Our beliefs about what happens to souls after they pass from this life can be a great source of comfort when we lose someone, furry or human. Anyone who has loved an animal knows The Legend of the Rainbow Bridge.
“Just this side of Heaven is a place called Rainbow Bridge. When an animal dies that has been especially close to someone here, that pet goes to the Rainbow Bridge.” It is an idyllic place, where furry friends are restored and healed, and can run and play while they wait for their human. When that special person passes away, the furry pal meets them, and together they cross the Rainbow Bridge to heaven.
It is lovely imagery and beautifully written, and like all pet parents, I received bookmarks, cards and notes with this passage after Murdock departed. But here is the thing – it is not what I believe. Perhaps that is sacrilege, given it’s popularity.
It is the first five words that are problematic for me: “Just this side of Heaven.” I have a Christian background, so the idea of heaven is my vision of the afterlife.
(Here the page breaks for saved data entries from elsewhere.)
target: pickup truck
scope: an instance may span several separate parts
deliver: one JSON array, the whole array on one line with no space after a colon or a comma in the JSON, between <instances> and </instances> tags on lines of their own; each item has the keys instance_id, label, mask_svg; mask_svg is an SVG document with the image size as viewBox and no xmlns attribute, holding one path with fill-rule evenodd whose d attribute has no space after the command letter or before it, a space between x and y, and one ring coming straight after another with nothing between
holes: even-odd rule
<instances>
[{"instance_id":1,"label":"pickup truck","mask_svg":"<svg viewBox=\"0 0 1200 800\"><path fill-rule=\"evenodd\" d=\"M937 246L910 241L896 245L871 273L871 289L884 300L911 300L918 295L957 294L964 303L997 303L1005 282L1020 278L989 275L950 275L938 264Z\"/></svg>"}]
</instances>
I may not be certain of what “gets” a soul to heaven – but I know that Murdock is “there”. I don’t have a clue what heaven is like – a place, a state of being, or some other form that my humanness prevents me from imagining. But, I know that my boy took the express lane to whatever heaven is, that evening he laid his head in my lap and took his last breath. Our furry friends spend their too-short time with us making our lives infinitely better. We become better humans because of them. If that is not deserving of heaven, I don’t know what is.
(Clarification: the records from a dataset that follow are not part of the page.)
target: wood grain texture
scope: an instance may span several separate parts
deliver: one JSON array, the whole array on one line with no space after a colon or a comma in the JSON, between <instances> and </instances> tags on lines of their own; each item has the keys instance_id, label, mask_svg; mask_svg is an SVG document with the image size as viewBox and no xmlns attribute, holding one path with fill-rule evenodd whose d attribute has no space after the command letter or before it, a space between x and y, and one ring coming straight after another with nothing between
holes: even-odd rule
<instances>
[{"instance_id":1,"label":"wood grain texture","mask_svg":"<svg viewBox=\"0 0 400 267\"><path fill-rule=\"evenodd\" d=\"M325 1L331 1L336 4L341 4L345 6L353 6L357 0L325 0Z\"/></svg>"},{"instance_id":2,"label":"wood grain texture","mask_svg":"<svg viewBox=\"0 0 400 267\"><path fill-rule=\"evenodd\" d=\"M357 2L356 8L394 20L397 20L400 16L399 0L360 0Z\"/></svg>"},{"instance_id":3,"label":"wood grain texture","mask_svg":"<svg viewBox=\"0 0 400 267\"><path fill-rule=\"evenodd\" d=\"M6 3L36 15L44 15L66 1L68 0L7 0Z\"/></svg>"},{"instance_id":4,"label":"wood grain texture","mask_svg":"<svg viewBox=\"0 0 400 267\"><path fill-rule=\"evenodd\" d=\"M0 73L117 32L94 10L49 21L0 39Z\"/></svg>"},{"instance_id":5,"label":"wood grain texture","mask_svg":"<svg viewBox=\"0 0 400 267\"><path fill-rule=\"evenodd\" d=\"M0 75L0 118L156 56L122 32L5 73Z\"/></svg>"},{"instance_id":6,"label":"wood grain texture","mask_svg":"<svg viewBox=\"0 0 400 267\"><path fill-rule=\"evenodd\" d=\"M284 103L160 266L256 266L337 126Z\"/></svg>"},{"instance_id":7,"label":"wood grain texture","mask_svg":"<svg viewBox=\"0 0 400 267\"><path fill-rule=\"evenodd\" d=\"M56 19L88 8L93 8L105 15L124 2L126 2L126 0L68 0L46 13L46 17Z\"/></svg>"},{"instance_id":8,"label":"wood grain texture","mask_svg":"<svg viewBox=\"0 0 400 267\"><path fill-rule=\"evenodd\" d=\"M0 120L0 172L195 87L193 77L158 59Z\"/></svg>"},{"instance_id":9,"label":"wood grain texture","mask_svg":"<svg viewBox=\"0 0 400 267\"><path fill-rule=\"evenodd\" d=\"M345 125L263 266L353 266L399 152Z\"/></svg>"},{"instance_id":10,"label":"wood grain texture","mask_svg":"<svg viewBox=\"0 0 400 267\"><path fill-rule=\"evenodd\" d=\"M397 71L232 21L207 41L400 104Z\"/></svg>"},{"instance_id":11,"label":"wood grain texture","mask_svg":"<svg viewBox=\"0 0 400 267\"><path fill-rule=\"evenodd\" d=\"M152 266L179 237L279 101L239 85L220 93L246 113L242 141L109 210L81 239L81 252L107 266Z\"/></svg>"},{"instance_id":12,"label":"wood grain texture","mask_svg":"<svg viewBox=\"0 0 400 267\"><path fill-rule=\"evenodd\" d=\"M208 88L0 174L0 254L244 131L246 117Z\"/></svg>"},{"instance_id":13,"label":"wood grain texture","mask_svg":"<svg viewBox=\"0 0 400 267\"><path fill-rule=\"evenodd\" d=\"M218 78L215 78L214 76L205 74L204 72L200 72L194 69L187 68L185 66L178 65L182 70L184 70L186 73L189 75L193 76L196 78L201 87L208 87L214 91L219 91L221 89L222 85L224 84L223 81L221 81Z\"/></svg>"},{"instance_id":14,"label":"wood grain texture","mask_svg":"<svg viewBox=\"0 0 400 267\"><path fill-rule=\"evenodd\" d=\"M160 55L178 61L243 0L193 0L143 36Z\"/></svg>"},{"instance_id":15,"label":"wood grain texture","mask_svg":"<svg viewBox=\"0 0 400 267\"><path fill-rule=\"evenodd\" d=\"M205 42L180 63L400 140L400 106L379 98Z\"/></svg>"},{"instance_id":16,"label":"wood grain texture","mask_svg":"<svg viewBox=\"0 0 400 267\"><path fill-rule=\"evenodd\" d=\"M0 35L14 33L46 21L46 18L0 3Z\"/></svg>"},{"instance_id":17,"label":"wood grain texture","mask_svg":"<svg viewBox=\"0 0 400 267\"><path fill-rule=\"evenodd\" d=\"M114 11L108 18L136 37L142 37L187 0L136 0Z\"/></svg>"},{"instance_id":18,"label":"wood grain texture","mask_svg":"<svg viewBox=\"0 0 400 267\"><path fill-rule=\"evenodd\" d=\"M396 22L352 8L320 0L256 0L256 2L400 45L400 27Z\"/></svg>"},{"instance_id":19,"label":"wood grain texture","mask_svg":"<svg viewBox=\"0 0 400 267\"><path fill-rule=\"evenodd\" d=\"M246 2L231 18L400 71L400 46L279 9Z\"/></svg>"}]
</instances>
This is not meant to criticize The Rainbow Bridge. I had read the passage many times before I lost Murdock, and found it beautiful. But when I read it again after his departure, it took on a different meaning, a more real meaning, maybe, and I was surprised to find that it did not comfort me, it did not fit with what I believe.
Whether it’s the Rainbow Bridge or something else, our visions about the afterlife are as unique as the lives we shared with our furry soulmates and the grief experiences that follow their loss. Perhaps, unknowingly, we craft these beliefs in order to prepare us for the grief that is inescapable in life and to give us hope for the time when we lose a soulmate and feel all is lost.
As for me, I choose to believe that Murdock is in heaven, eating ice cream with my grandma, dancing for chicken nuggets, and running through streams and forests, letting his nose lead the way. And at the same time, he is right here, right next to me, always.